Based on this data dictionary, do you have any thought about how best to handle the -9 values in many of the columns with DSS.
"-9. No code required (Resident of a communal establishment,
students or schoolchildren living away during term-time,
or a short-term resident)"
This value seems to duplicate students and it's getting a lot of weight because it is leaking into so many features.
I sort of want to do one hot encoding for everything other than these -9 values. (At this point I've emptied out these values. But they keep showing up as high-value features.
I've re-coded the -9 as NA above.
Hope you are well.
Those -9 values are not real missing values as they actually mean something. For example, for Occupation, it represents all the "people aged under 16, people who have never worked and students or schoolchildren living away during term-time". Because of that, getting models showing those categories as important is rather reassuring as it is clear that a large proportion of this category is currently not working. Therefore it helps us discriminate between the two types of individuals.
And actually Occupation=-9 doesn't duplicate 'Student' as the table below shows so I would keep them both!
One-hot encoding is a good idea! None of the variables has some kind of order between its categories so we can definitely use it!
I actually tried to run models with and without (without using Industry, Hours worked per week and Economic Activity of course). The unfold processor produces a sparse matrix which makes the model way faster to train but we have many categorical features so we end up with a large number of variables once all of them are one-hot encoded. I got very similar AUC scores: 0.967 without one-hot encoding and 0.966 with one-hot encoding (trained on only 75% of the data, I ran out of memory with the whole dataset) using XGBoost with a 3-fold cross-validation and some hyperparameter tuning on a subsample.
Do you know if it is written somewhere what encoding method is used by each algorithm in dss?
@anita-clmnt Thanks for jumping into the conversation.
I agree that the -9 has a meaning. However, during earlier looks at the data dictionary. I had read these all as students. While students is common on all of the -9 it is not the only meaning. Now that I look at this with more care. I see that it is a mish-mash of meanings related to why the data takers are not going to record this data.
|-9. No code required (Resident of a communal establishment, students or schoolchildren living away during term-time, or a short-term resident)|
Most of those values are better described by other existing columns.
I'm wondering about doing one-hot encoding and then eliminating or combining some of the options.

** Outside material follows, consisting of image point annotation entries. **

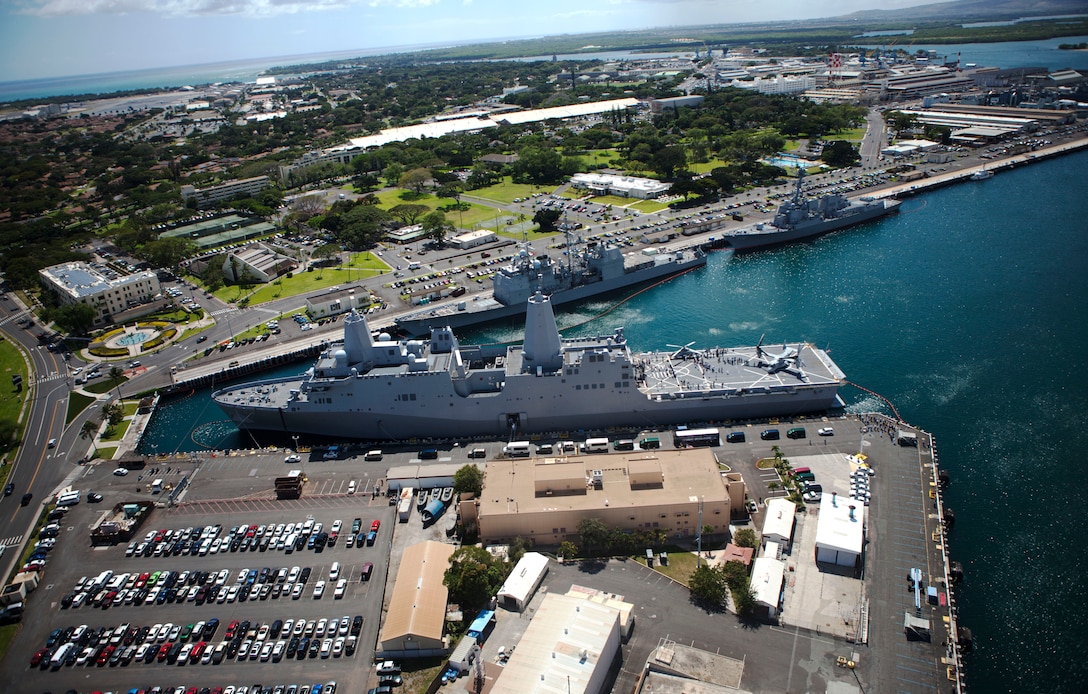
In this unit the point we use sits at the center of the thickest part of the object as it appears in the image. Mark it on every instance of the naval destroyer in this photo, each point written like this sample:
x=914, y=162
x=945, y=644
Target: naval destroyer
x=381, y=388
x=799, y=218
x=580, y=274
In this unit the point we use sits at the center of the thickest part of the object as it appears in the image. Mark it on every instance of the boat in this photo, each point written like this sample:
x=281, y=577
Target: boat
x=384, y=389
x=800, y=218
x=584, y=271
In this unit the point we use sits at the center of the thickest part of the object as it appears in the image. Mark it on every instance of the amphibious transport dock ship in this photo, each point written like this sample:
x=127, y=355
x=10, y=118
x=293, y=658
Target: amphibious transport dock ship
x=799, y=218
x=583, y=273
x=368, y=388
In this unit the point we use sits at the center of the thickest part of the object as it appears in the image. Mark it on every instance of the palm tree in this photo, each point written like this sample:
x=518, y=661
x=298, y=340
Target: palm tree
x=89, y=430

Thanks for the pointer to the unfold visual recipe step. I may give that a bit of a try.
I've been training a random sample of ~100,000 to 275,000 records on my 8GB on my 6-year-old laptop using gradient boosted trees. I've been getting a .965 AUC with 10-fold cross-validation.
I then tested the model of the remainder of the data that was never shown to the model and got results that were almost exactly the same.
When you ask about the encoding method are you asking about the feature handling of something else?
One of the ways I would look at this question myself is I'd take a look at the actual code DSS is producing for the model.
And then you can take the jupyter Notebook and tear it a part.